Le chiffre de la semaine
+ 7,14 %
C'est l’augmentation du nombre de créations de micro-entreprises en Moselle de 2021 à 2022, selon les statistiques de l’Insee. Moins forte que les années précédentes, leur poussée traduit toutefois une mutation en profondeur du mode d'entreprendre. Elle dépasse le cercle de la seule création et interroge sur les profonds bouleversements sociétaux actuels, et, en corollaire, celle de la place du travail dans nos quotidiens.
7 146 micro-entreprises ont été créées en 2022 en Moselle, soit 207 de plus qu'en 2021. Si la micro-entreprise demeure la forme de création la plus utilisée dans le département (plus de 6 sur 10), le cru d’évolution 2022 de + 7,14 % est le plus bas observé depuis cinq ans. Depuis 2018, les données étaient chaque année sur une hausse conséquente : + 13,9 %, + 36 % + 26 %, + 30,8 %. Les premiers mois 2023 nous indiqueront si cette relative déclinaison est passagère ou s’inscrira dans le temps. Une chose est certaine : le salariat restera sans coup férir le modèle de travail dominant. Toutefois, et il faut prendre cette élément en compte, la jeune génération aspire tout particulièrement à être dans un rapport de prestation autre que ce salariat basé sur un contrat de travail qu’elle juge rigide par rapport à ses aspirations. De même, les jeunes diplômés fuient de plus en plus les contrats de travail qui impliquent une subordination : un phénomène structurel qui devrait se développer. Ils sont finalement assez en cohérence avec leur mode de fonctionnement général, entre consommation et hédoniste et le pousse dans les murs de l'entreprise. C'est un sacré changement de paradigme pour les dirigeants qui doivent décoder des comportements, des pratiques que n'avaient pas les générations de travailleurs antérieures.

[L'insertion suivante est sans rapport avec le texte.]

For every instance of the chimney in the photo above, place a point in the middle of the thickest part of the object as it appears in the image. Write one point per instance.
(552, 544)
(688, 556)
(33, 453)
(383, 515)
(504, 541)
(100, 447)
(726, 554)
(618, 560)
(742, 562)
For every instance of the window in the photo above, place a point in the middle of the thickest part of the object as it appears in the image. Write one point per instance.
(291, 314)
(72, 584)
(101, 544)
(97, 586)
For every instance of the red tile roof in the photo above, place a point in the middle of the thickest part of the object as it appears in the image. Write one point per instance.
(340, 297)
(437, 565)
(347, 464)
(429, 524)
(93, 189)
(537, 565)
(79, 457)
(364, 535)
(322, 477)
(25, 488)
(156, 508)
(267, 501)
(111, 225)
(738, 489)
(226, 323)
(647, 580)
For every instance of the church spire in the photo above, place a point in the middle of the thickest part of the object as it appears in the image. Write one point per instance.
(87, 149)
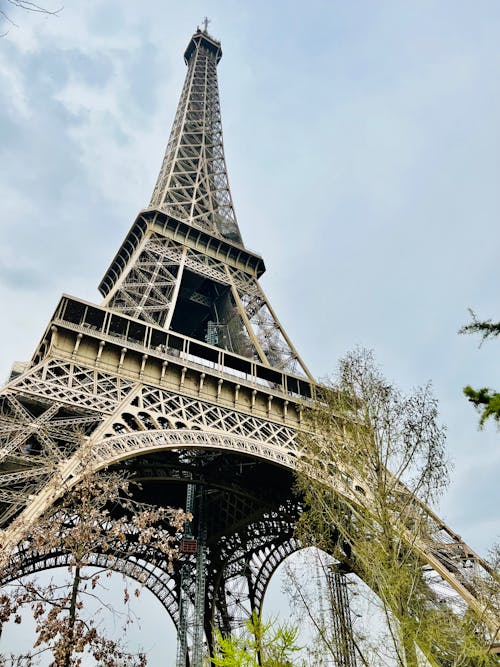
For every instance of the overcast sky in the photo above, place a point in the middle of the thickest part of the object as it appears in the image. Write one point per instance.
(362, 142)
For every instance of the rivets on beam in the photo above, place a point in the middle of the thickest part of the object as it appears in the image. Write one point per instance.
(122, 357)
(143, 364)
(99, 352)
(53, 338)
(77, 345)
(163, 370)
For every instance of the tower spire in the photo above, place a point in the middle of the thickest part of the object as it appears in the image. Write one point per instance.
(193, 185)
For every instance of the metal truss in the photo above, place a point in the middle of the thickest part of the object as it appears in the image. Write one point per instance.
(186, 361)
(193, 183)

Décomplexifier la création et la rendre durable
L’avènement de la micro-entreprise correspond sans doute à des règles du monde du travail du XXe siècle qui sont amenées à évoluer et à trouver leur place dans la loi, dans le Code du travail. C’est l’un des grands enjeux de l’actuelle réforme des retraites : un tiers seulement des seniors entre 60 et 64 ans est en activité en France, contre la moitié dans l’Union européenne. Les entreprises ont encore tendance à se séparer d’eux, les jugeant trop chers et moins performants. Cette situation concerne à partir de 47 ans et jusqu’à 65 ans. Avec l’allongement du temps de travail lié à la réforme des retraites, quelle place pour ces seniors pourtant très expérimentés ? Lesquels désirent être actifs, disposer de plus de temps libre, travailler avec plus de souplesse. Assurément, la micro-entreprise s’inscrit dans les défis technologique et numérique, également dans la transition écologique et énergétique. Quand on sait que 80 % des métiers de 2030 n’existent pas encore, elle peut répondre à ces mutations en profondeur de notre corpus sociétal et du monde du travail. N’est-elle pas un lien possible entre générations ? Quand le taux d’emploi des seniors (entre 55 et 64 ans) s’affiche à 56 % et celui des jeunes de 34 %, le régime de la micro-entreprise ne peut-il pas appareiller les deux bouts de la chaîne du travail, les seniors apportant leur expérience aux juniors. La loi interdit au micro-entrepreneur de retourner dans l’entreprise dans laquelle il travaillait. Instaurée autrefois pour éviter les abus, cette limitation semble bien obsolète. Pourquoi les indépendants ne pourraient-ils pas faire bénéficier de leur expérience à leur entreprise d’origine ? En tous les cas, du bon sens, de l’adaptabilité et de la flexibilité sont plus que jamais nécessaire pour optimiser aux maximum les potentialités de la micro-entreprise, comme pierre angulaire de notre process économique. Elle séduit des femmes et des hommes portés par un élan d’entreprendre. Il serait dommage de les brider par un excès et une lourdeur de règlements et administrative. Ce n'est pas là un mince enjeu.